Abstract :
An idealized two-slit experiment is envisaged in which the hypothetical experimental set-up is constructed in such a way as to resemble a toy model giving information about the structure of quantum space–time itself. Thus starting from a very simple equation which may be interpreted as a physical realization of Gödel’s undecidability theorem, we proceed to show that space–time is very likely to be akin to a fuzzy Kähler-like manifold on the quantum level. This remarkable manifold transforms gradually into a classical space–time as we decrease the resolution in a way reversibly analogous to the processes of recovering classical space–time from the Riemannian space of general relativity.

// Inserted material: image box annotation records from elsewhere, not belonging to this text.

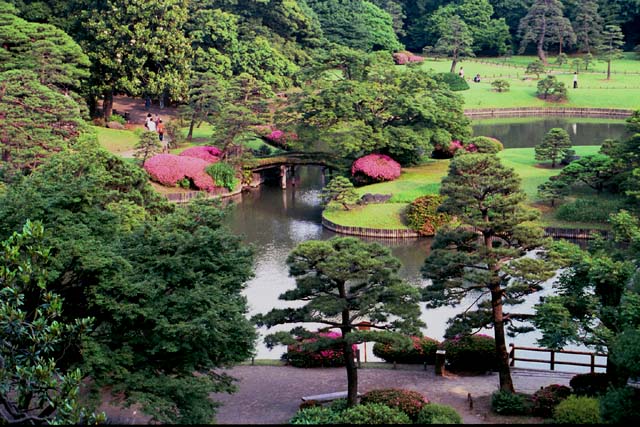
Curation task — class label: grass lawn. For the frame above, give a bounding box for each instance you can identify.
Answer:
[323,146,606,234]
[422,55,640,110]
[92,126,139,154]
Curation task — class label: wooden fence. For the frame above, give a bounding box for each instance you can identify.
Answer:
[322,217,420,239]
[464,107,633,119]
[509,343,607,373]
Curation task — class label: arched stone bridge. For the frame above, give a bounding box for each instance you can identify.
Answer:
[250,151,339,188]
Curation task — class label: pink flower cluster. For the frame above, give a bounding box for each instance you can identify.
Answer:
[144,154,216,191]
[393,50,424,65]
[179,145,222,163]
[351,154,401,181]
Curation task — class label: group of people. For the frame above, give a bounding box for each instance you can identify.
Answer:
[458,67,480,83]
[144,113,164,141]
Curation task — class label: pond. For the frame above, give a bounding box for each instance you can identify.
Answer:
[222,119,624,370]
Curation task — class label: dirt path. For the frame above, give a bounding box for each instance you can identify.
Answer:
[113,95,178,126]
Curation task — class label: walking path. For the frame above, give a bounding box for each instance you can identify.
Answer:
[211,365,575,424]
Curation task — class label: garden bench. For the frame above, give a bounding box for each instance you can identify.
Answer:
[302,391,361,402]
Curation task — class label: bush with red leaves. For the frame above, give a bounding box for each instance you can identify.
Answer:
[144,154,216,191]
[351,154,401,182]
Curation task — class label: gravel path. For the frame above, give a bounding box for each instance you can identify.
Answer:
[211,365,575,424]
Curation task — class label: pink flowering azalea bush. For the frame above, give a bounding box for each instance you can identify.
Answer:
[351,154,401,183]
[393,50,424,65]
[282,331,357,368]
[440,334,498,372]
[179,145,222,163]
[144,154,216,191]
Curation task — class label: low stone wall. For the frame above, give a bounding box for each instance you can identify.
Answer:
[322,216,420,239]
[464,107,633,119]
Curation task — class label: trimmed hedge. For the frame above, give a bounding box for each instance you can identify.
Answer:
[405,194,451,236]
[440,334,498,372]
[373,336,440,365]
[360,388,428,421]
[416,403,463,424]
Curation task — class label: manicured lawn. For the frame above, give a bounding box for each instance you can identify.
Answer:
[422,55,640,109]
[92,126,139,153]
[324,146,606,229]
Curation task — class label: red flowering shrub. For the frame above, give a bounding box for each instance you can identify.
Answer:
[179,145,222,163]
[373,337,440,365]
[440,334,498,372]
[144,154,216,191]
[360,388,429,421]
[393,50,424,65]
[282,331,358,368]
[351,154,401,182]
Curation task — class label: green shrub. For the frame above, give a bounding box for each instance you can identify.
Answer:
[464,136,504,154]
[416,403,463,424]
[569,372,611,397]
[556,198,624,222]
[289,406,340,424]
[491,390,531,415]
[600,387,640,425]
[360,388,427,421]
[206,162,238,190]
[405,194,451,236]
[553,395,601,424]
[373,337,440,365]
[435,73,469,92]
[491,79,511,92]
[440,334,498,372]
[107,114,127,126]
[532,384,571,418]
[339,403,411,424]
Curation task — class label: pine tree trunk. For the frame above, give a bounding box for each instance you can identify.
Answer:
[491,282,515,393]
[102,90,113,120]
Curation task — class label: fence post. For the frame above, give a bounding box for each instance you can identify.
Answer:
[436,350,446,377]
[509,343,516,366]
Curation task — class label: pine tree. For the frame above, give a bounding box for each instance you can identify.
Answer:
[422,154,556,392]
[535,128,571,168]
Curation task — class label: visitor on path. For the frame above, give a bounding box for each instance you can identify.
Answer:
[144,113,153,129]
[156,120,164,142]
[147,114,156,132]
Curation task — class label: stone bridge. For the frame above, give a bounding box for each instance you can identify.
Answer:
[250,151,339,188]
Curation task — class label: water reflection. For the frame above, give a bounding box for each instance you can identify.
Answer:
[227,120,620,372]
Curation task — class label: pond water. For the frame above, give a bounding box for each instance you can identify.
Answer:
[227,119,624,372]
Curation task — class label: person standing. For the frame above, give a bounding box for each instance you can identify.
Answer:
[147,114,156,132]
[156,120,164,142]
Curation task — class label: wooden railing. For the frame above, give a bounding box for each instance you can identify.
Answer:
[509,343,607,373]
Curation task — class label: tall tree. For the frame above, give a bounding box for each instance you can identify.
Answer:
[82,0,192,118]
[597,25,624,80]
[518,0,575,65]
[0,220,104,425]
[535,128,571,168]
[573,0,602,53]
[291,62,470,164]
[255,237,423,406]
[532,211,640,385]
[0,69,86,182]
[434,15,475,73]
[422,154,568,392]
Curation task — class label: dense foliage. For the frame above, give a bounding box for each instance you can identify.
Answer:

The paper’s main philosophy is to emphasize that the quintessence of the two-slit experiment as well as Feynman’s path integral could be given a different interpretation by altering our classical concept of space–time geometry and topology. In turn this would be in keeping with the development in theoretical physics since special and subsequently general relativity. In the final analysis it would seem that we have two different yet, from a positivistic philosophy viewpoint, completely equivalent alternatives to view quantum physics. Either we insist on what we see in our daily experiences, namely, a smooth four-dimensional space–time, and then accept, whether we like it or not, things such as probability waves and complex probabilities. Alternatively, we could see behind the façade of classical space–time a far more elaborate and highly complex fuzzy space–time with infinite hierarchical dimensions such as the so-called Fuzzy K3 or E–Infinity space–time and as a reward for this imaginative picture we can return to real probabilities without a phase and an almost classical picture with the concept of a particle’s path restored. We say almost classical because non-linear dynamics and deterministic chaos have long shown the central role of randomness in classical mechanics and this is reinforced once more in our model which is directly related not to Newtonian motion, but rather to a diffusion-like random walk similar to that used with great skill by Einstein and later on by Nagasawa and particularly the English-Canadian physicist Garnet Ord.